Using tic toc for benchmark MATLAB

yesterday I was testing whether using a for loop for adding up elements in and array was worse than using the built-in MATLAB function sum (As far I understand this should be the case, since built-in functions are pre-compiled), however I got some weird results:

r = rand(1e8, 1);

tic
sum1 = 0;
for i = 1:1e8
    sum1 = sum1 + r(i);
end
t1 = toc;

tic
sum2 = sum(r);
t2 = toc;


>> t1

t1 =

    0.5872

>> t2

t2 =

    0.1053

it gives me those results (MATLAB 2011). However I tested it in MATLAB 2013, and using sum was worse than the for loop. I don't know whether I messed up or I missed something?
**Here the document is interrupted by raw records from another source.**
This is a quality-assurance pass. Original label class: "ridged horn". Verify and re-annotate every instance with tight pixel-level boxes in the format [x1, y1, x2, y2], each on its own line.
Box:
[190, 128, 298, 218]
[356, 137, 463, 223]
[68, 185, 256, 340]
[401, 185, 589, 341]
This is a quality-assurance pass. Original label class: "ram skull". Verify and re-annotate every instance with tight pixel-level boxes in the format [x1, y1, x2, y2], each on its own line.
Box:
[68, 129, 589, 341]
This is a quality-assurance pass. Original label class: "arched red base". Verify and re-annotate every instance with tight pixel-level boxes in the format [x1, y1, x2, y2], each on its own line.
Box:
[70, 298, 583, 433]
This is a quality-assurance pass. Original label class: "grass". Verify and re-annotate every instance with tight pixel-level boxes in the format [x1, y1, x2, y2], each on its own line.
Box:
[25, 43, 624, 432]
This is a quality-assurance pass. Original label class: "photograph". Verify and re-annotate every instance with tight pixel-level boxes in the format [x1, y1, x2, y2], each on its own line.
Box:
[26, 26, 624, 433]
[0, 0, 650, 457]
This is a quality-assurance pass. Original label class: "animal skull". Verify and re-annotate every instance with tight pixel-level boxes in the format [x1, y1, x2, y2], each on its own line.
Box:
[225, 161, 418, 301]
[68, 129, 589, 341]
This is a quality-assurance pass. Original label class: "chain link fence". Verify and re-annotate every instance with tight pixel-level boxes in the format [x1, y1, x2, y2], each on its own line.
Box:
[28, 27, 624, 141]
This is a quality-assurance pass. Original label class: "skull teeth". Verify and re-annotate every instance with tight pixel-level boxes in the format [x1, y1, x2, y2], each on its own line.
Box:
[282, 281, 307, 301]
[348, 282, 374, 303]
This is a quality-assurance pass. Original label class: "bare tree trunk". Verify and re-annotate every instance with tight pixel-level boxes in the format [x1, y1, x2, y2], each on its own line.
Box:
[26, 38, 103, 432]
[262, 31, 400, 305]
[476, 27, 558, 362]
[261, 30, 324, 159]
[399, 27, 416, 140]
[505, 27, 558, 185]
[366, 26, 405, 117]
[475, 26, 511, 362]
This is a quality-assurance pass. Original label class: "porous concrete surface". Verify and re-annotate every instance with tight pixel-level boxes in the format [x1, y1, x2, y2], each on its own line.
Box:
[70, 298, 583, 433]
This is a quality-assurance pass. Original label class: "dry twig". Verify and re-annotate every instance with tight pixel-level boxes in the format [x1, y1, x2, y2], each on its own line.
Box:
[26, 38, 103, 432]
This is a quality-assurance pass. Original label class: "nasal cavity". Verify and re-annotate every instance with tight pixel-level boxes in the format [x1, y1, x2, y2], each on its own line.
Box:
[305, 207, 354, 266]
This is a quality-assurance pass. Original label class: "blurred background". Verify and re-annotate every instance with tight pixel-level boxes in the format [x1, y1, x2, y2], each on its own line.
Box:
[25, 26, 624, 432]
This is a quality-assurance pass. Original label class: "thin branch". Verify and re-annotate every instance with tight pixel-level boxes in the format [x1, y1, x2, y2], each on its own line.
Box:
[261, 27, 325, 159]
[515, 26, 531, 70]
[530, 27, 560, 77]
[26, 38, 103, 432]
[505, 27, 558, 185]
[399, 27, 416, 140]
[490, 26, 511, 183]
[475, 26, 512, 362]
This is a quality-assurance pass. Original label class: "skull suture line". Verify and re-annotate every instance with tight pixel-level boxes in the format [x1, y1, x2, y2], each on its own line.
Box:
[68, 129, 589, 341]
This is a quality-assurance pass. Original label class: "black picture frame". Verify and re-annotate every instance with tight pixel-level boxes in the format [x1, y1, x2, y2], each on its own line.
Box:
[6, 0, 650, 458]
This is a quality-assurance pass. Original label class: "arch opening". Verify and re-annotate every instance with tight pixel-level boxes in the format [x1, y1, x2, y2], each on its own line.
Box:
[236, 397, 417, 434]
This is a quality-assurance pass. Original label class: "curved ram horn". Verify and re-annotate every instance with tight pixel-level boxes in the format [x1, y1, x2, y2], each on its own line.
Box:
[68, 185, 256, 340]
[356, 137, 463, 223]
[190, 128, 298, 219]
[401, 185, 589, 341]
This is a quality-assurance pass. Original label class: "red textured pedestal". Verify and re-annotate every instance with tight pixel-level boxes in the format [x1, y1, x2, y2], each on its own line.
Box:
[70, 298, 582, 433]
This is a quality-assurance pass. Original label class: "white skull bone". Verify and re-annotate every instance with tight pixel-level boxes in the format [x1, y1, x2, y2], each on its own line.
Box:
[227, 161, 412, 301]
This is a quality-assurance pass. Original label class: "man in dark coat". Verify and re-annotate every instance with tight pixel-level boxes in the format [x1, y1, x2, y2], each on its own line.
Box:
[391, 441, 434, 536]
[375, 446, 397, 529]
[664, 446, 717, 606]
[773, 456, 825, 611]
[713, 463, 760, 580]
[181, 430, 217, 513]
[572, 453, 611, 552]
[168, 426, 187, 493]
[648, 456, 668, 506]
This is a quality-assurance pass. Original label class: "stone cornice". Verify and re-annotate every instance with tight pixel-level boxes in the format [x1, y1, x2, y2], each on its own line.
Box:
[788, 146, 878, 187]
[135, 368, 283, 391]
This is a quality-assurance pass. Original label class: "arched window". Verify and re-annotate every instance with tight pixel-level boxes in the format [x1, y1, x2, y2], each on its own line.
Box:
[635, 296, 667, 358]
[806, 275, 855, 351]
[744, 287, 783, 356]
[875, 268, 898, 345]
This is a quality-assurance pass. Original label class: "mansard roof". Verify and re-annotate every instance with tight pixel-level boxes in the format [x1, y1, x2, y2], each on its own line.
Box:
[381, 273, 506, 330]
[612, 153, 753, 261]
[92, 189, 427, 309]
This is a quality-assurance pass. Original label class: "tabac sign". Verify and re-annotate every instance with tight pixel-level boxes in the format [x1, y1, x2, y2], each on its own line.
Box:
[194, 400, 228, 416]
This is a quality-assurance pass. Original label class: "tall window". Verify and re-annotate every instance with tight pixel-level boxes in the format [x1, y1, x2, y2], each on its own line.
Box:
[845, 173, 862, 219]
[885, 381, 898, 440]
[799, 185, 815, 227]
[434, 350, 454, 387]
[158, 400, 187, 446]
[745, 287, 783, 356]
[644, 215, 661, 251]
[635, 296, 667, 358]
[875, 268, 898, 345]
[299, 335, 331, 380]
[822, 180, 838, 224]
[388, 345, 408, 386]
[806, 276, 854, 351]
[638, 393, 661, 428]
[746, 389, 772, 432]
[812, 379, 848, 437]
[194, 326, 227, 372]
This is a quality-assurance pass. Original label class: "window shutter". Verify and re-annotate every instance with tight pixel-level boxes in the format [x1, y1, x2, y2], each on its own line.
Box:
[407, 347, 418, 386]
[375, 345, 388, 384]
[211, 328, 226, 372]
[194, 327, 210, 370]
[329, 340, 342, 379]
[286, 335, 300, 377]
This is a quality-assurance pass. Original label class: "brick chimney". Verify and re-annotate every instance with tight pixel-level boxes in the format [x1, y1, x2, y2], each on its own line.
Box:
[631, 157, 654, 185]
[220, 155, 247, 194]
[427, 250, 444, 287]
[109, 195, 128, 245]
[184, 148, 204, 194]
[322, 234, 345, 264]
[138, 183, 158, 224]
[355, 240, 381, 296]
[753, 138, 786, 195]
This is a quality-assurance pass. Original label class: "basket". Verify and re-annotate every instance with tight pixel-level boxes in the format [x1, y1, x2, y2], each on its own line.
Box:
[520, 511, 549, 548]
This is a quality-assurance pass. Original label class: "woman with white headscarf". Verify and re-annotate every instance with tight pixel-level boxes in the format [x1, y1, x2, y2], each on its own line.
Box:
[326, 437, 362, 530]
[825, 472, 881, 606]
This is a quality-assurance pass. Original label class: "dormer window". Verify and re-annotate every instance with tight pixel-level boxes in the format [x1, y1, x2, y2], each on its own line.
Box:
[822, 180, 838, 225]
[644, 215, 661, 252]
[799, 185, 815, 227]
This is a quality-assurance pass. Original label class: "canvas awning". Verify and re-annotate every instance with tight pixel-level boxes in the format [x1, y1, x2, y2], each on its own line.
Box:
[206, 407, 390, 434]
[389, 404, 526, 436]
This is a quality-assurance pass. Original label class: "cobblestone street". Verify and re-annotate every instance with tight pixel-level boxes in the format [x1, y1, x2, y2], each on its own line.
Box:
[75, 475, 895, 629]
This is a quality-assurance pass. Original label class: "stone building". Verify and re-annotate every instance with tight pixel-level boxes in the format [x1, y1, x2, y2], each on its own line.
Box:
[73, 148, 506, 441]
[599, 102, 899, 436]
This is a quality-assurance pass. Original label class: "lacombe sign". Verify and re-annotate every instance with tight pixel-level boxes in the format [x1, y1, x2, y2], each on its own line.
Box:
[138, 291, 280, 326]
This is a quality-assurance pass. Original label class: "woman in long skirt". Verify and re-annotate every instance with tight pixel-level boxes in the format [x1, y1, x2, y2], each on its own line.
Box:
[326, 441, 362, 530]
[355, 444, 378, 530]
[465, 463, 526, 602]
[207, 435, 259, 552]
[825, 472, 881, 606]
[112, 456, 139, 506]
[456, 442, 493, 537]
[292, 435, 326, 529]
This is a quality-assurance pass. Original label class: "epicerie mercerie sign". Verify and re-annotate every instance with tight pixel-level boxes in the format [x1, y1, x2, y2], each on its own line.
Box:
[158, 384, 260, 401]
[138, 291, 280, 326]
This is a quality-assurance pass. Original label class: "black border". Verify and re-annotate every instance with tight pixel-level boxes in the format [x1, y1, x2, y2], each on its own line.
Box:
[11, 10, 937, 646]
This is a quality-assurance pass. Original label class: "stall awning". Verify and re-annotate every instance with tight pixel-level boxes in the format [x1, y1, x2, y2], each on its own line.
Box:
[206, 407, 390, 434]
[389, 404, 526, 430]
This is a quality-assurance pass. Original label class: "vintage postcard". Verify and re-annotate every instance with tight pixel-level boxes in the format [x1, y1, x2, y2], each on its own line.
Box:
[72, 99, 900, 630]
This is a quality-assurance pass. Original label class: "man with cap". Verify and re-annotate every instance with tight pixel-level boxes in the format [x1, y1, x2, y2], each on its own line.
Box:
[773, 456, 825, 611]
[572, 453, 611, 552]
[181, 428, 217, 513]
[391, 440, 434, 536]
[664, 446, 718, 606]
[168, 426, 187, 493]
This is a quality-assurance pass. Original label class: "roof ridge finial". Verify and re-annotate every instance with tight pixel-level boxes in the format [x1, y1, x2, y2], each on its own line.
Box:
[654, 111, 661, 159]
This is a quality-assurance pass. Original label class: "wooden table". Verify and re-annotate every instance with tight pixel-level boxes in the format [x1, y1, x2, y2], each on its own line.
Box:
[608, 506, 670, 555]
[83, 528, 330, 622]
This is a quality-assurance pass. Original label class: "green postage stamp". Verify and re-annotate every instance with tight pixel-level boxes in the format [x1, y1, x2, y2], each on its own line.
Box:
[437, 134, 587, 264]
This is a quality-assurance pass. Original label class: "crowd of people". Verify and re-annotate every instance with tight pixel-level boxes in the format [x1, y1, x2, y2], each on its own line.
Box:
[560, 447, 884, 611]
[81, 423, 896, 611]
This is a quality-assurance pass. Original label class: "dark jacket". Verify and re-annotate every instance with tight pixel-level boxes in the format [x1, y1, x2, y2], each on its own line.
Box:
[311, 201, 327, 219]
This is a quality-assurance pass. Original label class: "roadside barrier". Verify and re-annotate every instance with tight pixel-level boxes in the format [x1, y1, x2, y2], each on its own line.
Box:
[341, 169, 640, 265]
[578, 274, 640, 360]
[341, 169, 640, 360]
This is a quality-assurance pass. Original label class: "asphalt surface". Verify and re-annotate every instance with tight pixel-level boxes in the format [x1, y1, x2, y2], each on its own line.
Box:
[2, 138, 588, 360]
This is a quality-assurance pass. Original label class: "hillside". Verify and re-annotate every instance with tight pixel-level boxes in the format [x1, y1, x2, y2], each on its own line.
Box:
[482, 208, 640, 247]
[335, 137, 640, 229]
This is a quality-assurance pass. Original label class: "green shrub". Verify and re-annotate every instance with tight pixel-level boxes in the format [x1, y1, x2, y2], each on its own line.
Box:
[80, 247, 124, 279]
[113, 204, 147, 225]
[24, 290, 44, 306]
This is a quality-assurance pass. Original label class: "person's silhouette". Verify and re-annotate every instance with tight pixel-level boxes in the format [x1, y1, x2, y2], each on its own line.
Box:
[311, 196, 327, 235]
Which is better? for loop or sum?

function timing_builtins()
% Setup
rng(123);
r = rand(1e8, 1);

    function test1(r)
        sum1 = 0;
        for i = 1:1e8
            sum1 = sum1 + r(i);
        end
    end

    function test2(r)
        sum2 = sum(r);
    end

    t1 = timeit(@() test1(r));
    t2 = timeit(@() test2(r));

    format long g;
    fprintf('For loop: %f seconds\n', t1);
    fprintf('Sum call: %f seconds\n', t2);
end

This should give you a better view of the speedup, it is about 10 times for sum over the for in this specific case.

If we call the predefined variable r instead, we can see that the built-in sum is indeed faster than the for loop, with a factor of 4.

Built-ins are almost always the faster choice. The BLAST engine has been overhauled recently decreasing this factor (I used 2012a), but for the exact same operation a built-in will usually be faster. The same holds for vectorising things using bsxfun, that'll also be (almost) always faster than using loops.

To cite @beaker:

The answer to the more general question is, "it depends." Sometimes loops are faster because they don't do all of the error checking and type conversions that a generalized built-in would.

Thanks to @Daniel and @rayryeng it seems the call to sum is indeed faster still in the newest MATLAB versions. The reason for this is that sum requires almost no checks, since there is not much that can go wrong in summing elements. Also the sum native calls a function from the LAPACK / SuiteSparse interface, which is highly optimised.